Redacción/PERIÓDICO SAGRADA FAMILIA
Está en lo que ocurre… aunque no lo percibas.
- Porque en cada Misa no se repite la cruz…, se hace presente.
El mismo sacrificio del Calvario, ofrecido una vez para siempre, se actualiza misteriosamente en el altar. No es otro sacrificio. Es el mismo Cristo, entregándose al Padre por amor a ti.

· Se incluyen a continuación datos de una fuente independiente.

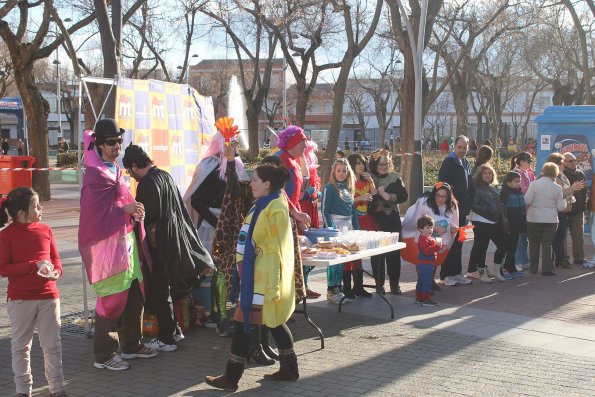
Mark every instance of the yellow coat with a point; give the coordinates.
(274, 277)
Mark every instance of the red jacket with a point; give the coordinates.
(22, 245)
(428, 247)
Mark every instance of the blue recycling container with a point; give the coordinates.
(313, 234)
(567, 129)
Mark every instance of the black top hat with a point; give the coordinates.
(107, 128)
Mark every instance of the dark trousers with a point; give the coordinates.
(425, 275)
(106, 344)
(453, 263)
(240, 341)
(484, 232)
(541, 237)
(387, 223)
(512, 239)
(159, 301)
(560, 237)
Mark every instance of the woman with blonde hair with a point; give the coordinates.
(543, 200)
(488, 222)
(338, 211)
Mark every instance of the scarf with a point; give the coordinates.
(247, 285)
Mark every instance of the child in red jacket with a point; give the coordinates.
(426, 258)
(30, 260)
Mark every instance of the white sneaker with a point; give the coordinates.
(114, 363)
(462, 279)
(179, 336)
(335, 297)
(156, 344)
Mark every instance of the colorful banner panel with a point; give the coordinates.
(171, 122)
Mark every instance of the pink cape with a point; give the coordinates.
(103, 225)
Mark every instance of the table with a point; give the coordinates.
(343, 259)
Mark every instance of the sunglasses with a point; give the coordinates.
(112, 142)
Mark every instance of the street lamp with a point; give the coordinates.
(295, 54)
(58, 91)
(181, 68)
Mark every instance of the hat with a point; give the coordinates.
(107, 128)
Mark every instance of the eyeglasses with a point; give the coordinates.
(112, 142)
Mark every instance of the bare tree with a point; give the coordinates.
(472, 34)
(254, 46)
(360, 24)
(359, 106)
(25, 50)
(584, 61)
(401, 37)
(498, 80)
(379, 79)
(303, 28)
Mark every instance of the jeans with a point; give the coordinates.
(24, 315)
(484, 232)
(522, 250)
(541, 236)
(159, 302)
(560, 236)
(576, 224)
(512, 239)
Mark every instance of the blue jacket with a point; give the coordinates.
(338, 201)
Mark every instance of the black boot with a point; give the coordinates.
(229, 380)
(256, 351)
(266, 347)
(347, 285)
(358, 284)
(288, 369)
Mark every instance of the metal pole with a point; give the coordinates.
(284, 90)
(418, 123)
(58, 93)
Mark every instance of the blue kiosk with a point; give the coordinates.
(569, 129)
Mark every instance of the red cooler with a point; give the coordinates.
(12, 179)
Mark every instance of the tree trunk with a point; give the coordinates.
(253, 124)
(408, 103)
(460, 96)
(301, 103)
(336, 119)
(37, 109)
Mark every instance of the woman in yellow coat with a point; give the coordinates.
(266, 267)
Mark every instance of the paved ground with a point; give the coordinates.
(532, 336)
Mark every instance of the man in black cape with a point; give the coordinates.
(179, 257)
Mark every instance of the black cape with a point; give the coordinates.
(178, 248)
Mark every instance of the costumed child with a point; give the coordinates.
(516, 218)
(426, 258)
(339, 212)
(309, 199)
(441, 205)
(29, 258)
(364, 191)
(204, 198)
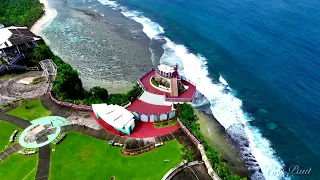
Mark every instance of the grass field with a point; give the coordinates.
(18, 166)
(6, 129)
(33, 110)
(160, 124)
(83, 157)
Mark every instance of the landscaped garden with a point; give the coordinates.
(18, 166)
(163, 124)
(5, 133)
(30, 110)
(83, 157)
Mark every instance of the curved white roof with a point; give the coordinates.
(115, 115)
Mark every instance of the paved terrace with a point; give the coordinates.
(145, 80)
(147, 108)
(141, 130)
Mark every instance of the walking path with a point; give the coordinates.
(43, 163)
(147, 108)
(154, 99)
(14, 120)
(10, 150)
(44, 152)
(56, 110)
(104, 135)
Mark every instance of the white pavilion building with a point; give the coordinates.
(116, 116)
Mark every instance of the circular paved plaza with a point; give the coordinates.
(42, 131)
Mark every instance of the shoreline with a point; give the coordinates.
(219, 140)
(48, 15)
(217, 137)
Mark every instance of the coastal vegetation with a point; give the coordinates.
(30, 110)
(162, 124)
(189, 119)
(83, 157)
(5, 133)
(20, 12)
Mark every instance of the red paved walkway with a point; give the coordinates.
(146, 108)
(142, 129)
(146, 82)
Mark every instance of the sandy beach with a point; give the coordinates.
(216, 135)
(49, 14)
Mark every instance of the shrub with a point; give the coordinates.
(186, 154)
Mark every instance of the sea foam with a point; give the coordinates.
(224, 106)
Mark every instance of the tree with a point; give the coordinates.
(98, 92)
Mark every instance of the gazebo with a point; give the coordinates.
(116, 116)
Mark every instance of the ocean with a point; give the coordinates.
(255, 63)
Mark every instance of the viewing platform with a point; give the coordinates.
(185, 96)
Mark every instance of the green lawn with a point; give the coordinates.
(83, 157)
(6, 129)
(35, 111)
(18, 166)
(160, 124)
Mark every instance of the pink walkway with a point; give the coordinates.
(186, 94)
(142, 129)
(146, 108)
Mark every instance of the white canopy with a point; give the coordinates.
(115, 115)
(165, 68)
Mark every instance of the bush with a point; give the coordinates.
(37, 80)
(189, 119)
(98, 92)
(186, 154)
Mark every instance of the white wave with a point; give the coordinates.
(224, 106)
(223, 81)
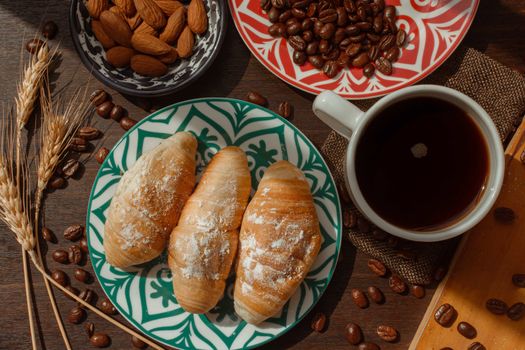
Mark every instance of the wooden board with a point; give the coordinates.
(482, 268)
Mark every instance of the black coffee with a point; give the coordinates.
(422, 163)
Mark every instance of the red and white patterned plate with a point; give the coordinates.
(434, 27)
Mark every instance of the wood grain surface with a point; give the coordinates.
(496, 31)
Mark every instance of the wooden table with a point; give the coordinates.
(496, 31)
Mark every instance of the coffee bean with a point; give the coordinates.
(387, 333)
(376, 295)
(359, 298)
(76, 315)
(87, 295)
(318, 322)
(516, 311)
(79, 145)
(74, 232)
(397, 284)
(518, 279)
(258, 99)
(98, 97)
(34, 45)
(127, 123)
(417, 291)
(137, 343)
(368, 346)
(75, 254)
(476, 346)
(353, 333)
(70, 168)
(377, 267)
(100, 340)
(49, 30)
(445, 315)
(60, 277)
(504, 215)
(467, 330)
(48, 235)
(105, 108)
(60, 256)
(496, 306)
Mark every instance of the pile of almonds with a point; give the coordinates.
(147, 35)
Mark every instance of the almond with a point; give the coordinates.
(170, 57)
(95, 7)
(174, 27)
(148, 66)
(100, 34)
(119, 56)
(168, 6)
(151, 13)
(146, 29)
(116, 27)
(197, 18)
(127, 7)
(185, 43)
(149, 44)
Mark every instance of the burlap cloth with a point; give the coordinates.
(501, 92)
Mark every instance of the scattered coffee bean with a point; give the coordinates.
(82, 275)
(377, 267)
(89, 328)
(75, 254)
(368, 346)
(387, 333)
(107, 307)
(397, 284)
(359, 298)
(117, 112)
(98, 97)
(516, 311)
(353, 333)
(60, 277)
(285, 110)
(417, 291)
(89, 133)
(127, 123)
(101, 155)
(504, 215)
(476, 346)
(105, 108)
(70, 168)
(375, 294)
(518, 279)
(87, 295)
(496, 306)
(318, 322)
(257, 98)
(445, 315)
(100, 340)
(34, 45)
(56, 183)
(48, 235)
(73, 232)
(60, 256)
(467, 330)
(137, 343)
(49, 30)
(79, 145)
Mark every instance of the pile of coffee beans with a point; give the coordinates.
(333, 34)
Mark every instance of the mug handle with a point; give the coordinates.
(336, 112)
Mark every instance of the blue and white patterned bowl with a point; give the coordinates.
(180, 74)
(144, 294)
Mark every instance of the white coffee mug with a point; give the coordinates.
(351, 122)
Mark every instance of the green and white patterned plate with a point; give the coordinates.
(144, 294)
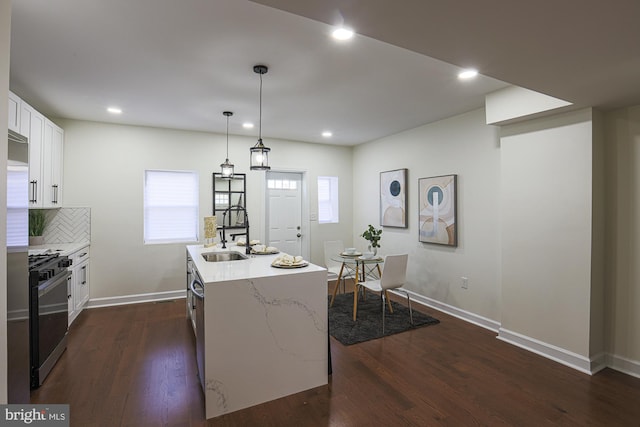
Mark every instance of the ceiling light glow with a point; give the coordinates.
(468, 74)
(342, 33)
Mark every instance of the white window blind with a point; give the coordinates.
(328, 211)
(170, 206)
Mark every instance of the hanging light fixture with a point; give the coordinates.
(226, 168)
(260, 153)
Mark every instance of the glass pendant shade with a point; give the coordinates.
(260, 153)
(260, 156)
(226, 168)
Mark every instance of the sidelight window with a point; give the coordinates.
(328, 211)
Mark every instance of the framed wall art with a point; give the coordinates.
(393, 198)
(437, 210)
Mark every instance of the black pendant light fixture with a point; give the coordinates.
(260, 153)
(226, 168)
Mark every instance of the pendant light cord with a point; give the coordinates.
(260, 117)
(227, 138)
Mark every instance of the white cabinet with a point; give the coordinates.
(46, 143)
(14, 112)
(79, 282)
(52, 165)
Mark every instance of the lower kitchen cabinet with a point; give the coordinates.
(78, 289)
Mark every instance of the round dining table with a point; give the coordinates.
(361, 267)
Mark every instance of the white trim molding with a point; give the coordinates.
(624, 365)
(483, 322)
(560, 355)
(136, 299)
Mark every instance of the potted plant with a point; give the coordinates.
(37, 224)
(373, 235)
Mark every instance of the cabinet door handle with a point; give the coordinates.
(34, 191)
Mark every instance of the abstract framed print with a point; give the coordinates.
(393, 198)
(437, 211)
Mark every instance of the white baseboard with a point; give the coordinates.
(560, 355)
(135, 299)
(624, 365)
(589, 366)
(567, 358)
(492, 325)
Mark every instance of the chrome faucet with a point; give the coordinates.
(246, 224)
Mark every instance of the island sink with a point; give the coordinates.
(223, 256)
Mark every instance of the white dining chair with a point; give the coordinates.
(394, 274)
(331, 249)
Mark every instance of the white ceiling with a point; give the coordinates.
(180, 64)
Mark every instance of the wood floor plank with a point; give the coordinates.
(135, 365)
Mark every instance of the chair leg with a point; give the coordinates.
(409, 304)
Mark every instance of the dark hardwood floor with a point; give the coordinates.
(135, 365)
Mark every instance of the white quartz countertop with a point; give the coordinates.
(254, 267)
(65, 249)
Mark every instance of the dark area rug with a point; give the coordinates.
(368, 325)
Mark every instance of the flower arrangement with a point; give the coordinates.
(373, 236)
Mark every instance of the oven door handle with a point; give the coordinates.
(48, 286)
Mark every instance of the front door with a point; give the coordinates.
(284, 211)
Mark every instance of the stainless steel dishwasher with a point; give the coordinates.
(197, 291)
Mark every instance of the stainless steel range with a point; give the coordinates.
(48, 313)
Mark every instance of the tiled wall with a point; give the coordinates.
(68, 225)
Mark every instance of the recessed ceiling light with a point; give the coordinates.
(468, 74)
(342, 33)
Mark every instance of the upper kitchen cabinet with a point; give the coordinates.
(14, 112)
(46, 141)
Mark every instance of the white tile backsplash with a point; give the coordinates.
(66, 225)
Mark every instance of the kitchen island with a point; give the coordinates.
(264, 330)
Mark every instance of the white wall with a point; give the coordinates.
(547, 230)
(623, 237)
(461, 145)
(5, 36)
(104, 169)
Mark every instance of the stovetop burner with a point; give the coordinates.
(42, 261)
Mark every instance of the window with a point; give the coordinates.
(328, 211)
(282, 184)
(170, 206)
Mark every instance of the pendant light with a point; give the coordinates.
(260, 153)
(226, 168)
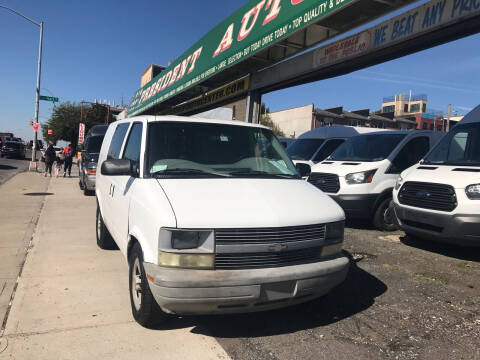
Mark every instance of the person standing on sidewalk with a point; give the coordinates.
(50, 157)
(68, 154)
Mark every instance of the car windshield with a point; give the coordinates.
(190, 149)
(459, 147)
(374, 147)
(303, 149)
(94, 143)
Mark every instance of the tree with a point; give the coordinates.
(66, 117)
(266, 120)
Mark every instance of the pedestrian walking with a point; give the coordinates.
(50, 156)
(68, 154)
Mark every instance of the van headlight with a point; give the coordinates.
(473, 191)
(399, 182)
(363, 177)
(185, 248)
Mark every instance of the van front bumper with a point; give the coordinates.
(459, 229)
(357, 206)
(189, 292)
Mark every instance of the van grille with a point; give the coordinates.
(269, 235)
(240, 261)
(428, 196)
(326, 182)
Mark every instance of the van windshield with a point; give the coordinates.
(459, 147)
(94, 143)
(303, 149)
(376, 147)
(188, 149)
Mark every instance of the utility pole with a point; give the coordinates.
(449, 113)
(37, 100)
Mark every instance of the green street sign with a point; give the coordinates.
(254, 27)
(48, 98)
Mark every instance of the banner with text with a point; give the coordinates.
(254, 27)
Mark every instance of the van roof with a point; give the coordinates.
(169, 118)
(98, 130)
(472, 116)
(337, 131)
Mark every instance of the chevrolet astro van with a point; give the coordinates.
(439, 199)
(213, 217)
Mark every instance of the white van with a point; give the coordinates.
(440, 198)
(202, 211)
(361, 173)
(317, 144)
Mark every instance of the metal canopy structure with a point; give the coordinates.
(260, 34)
(433, 23)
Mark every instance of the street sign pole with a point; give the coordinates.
(37, 101)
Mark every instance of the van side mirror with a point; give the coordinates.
(303, 169)
(119, 167)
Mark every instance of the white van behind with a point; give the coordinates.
(317, 144)
(361, 173)
(440, 198)
(202, 211)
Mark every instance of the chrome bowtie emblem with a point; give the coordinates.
(277, 247)
(423, 194)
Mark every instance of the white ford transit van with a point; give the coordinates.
(317, 144)
(361, 173)
(213, 217)
(439, 199)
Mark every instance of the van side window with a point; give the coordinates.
(117, 141)
(134, 143)
(411, 153)
(327, 149)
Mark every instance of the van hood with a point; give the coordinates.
(457, 176)
(248, 203)
(342, 168)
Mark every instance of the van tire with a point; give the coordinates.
(104, 239)
(381, 218)
(147, 312)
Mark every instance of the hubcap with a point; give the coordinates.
(137, 284)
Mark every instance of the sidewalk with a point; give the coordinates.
(20, 202)
(72, 300)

El Catecismo enseña que la Eucaristía es memorial sacrificial: hace presente y actual el único sacrificio de Cristo.
- Y aquí está el secreto que muchos ignoran:
La Misa no es algo a lo que asistes…, es algo en lo que entras.
Tu vida, tus luchas, tus heridas, tu entrega…, todo puede unirse a ese sacrificio perfecto.
Cuando el sacerdote eleva el pan y el vino…, Cristo se ofrece. Pero también te invita a ofrecerte con Él.
Ahí está el misterio profundo:
No eres espectador. Eres ofrenda. Tu dolor unido a su cruz… se redime. Tu amor unido al suyo… se vuelve eterno. Tu entrega… ya no es inútil.
- Por eso los santos vivían la Misa como el centro de todo
Porque entendían que ahí, en silencio…, se decide el destino del alma. Hoy muchos ven solo un rito.
Pero quien descubre el secreto del sacrificio…, ya no vuelve a vivir la Misa igual.
Porque entiende que en cada altar…, el cielo se abre, la cruz se levanta y el Amor se entrega… otra vez.